At most cafes today there is a station where packets of sugar, canisters of milk and cream, and coffee stirrers are conveniently available for the personalization of each person’s hot beverage. Amid the detritus that is collected every hour, each day, week after week, year upon year, is a steady stream of coffee stirrers that are swirled once or twice around the cup and then deposited into the trash. It is a marvel to imagine how many of these stirrers are disposed every day after a single use. Or the tops of the coffee cups, also tossed away with the empty cup. Or the plastic bags we might use to carry the baked goods that accompany our hot beverage. Or the discarded bottles of ecologically produced water the purchase of which goes to help impoverished people in “developing” countries. In that one daily purchase - made daily by hundreds of thousands if not millions of people - we witness in a microcosm our disposable society.[...]

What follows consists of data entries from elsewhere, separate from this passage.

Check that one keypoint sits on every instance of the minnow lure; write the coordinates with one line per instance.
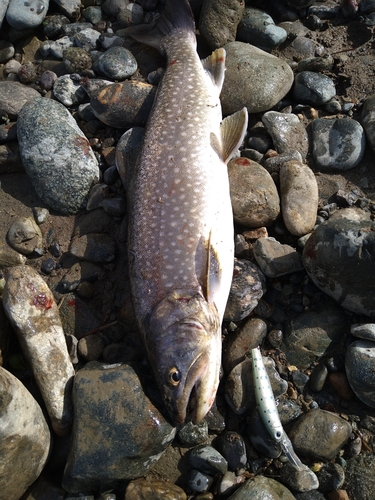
(268, 410)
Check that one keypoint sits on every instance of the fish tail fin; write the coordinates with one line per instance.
(176, 16)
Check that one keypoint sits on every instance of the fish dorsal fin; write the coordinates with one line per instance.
(214, 66)
(214, 272)
(233, 130)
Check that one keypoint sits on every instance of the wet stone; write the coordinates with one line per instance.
(359, 366)
(248, 68)
(153, 489)
(299, 197)
(116, 63)
(118, 432)
(94, 247)
(13, 96)
(258, 28)
(344, 244)
(313, 88)
(338, 144)
(248, 286)
(207, 460)
(275, 259)
(287, 131)
(25, 439)
(31, 309)
(253, 193)
(62, 179)
(319, 434)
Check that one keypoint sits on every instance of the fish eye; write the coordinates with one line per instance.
(174, 376)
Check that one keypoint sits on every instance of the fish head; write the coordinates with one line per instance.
(184, 347)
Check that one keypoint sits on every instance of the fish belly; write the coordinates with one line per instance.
(180, 204)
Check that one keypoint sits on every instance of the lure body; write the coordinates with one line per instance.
(268, 410)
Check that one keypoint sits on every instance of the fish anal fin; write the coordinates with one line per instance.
(233, 130)
(214, 65)
(214, 272)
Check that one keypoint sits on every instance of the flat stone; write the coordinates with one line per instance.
(118, 433)
(25, 439)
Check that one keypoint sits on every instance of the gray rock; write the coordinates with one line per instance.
(118, 433)
(123, 105)
(31, 309)
(68, 90)
(13, 96)
(258, 28)
(299, 480)
(319, 434)
(24, 235)
(275, 259)
(206, 459)
(218, 21)
(299, 197)
(368, 120)
(248, 286)
(313, 333)
(262, 488)
(287, 131)
(25, 15)
(95, 247)
(254, 197)
(359, 477)
(363, 331)
(313, 88)
(261, 80)
(116, 63)
(338, 259)
(338, 144)
(238, 345)
(56, 155)
(25, 440)
(360, 368)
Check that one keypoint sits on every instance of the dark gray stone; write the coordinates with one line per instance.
(117, 434)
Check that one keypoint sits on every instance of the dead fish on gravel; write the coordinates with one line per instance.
(181, 225)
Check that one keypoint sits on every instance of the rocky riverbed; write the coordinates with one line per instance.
(81, 417)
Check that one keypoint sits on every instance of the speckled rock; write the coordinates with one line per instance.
(154, 489)
(123, 105)
(299, 197)
(319, 434)
(261, 80)
(313, 333)
(262, 488)
(118, 433)
(338, 144)
(218, 21)
(275, 259)
(287, 131)
(56, 156)
(13, 96)
(31, 309)
(360, 368)
(24, 235)
(24, 15)
(254, 197)
(344, 244)
(248, 286)
(25, 439)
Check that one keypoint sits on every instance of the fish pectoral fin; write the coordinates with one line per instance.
(214, 273)
(233, 129)
(214, 66)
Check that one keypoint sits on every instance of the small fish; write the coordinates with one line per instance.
(180, 217)
(268, 410)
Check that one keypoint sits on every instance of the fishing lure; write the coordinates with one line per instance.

From time immemorial human beings have sought some way to create momentos or monuments that would stand the test of time, beyond not only our own lifetime and that of our children, but as testimony to what we are and were to future civilizations yet unknown and unknowable. From the epics of Homer or the story of Gilgamesh to the pyramids of Egypt to the Icelandic sagas to the humble gravestones found in ancient churchyards, humans have sought some form of permanence in a world that inevitably all but erases the presence of each generation from the distant future. Yet, when sometimes we imagine the sentient beings that may settle on the layers of earth that will someday cover our surface - or the visitors from some other planet who will arrive here after life as we know it has ceased - and imagine that what they will discover, we picture their unearthing of a civilization that wrapped the earth in a layer of plastic. The things we throw out most readily - without thought or hesitation - will be the very things that will prove to be the most lasting substance known to any civilization of human being. How is it that we came to dispose so readily of something so permanent, when so many generations that preceded us worked so mightily to preserve even those things that are fleeting?
Read the whole thing–which I don’t agree with in toto but is interesting and thought-provoking nonetheless.

There’s a certain class issue left out - children and lower class people used to always pour the milk and sweetener in first, eliminating the need for a spoon to stir it with. Just like lawns were the pervue of the wealthy.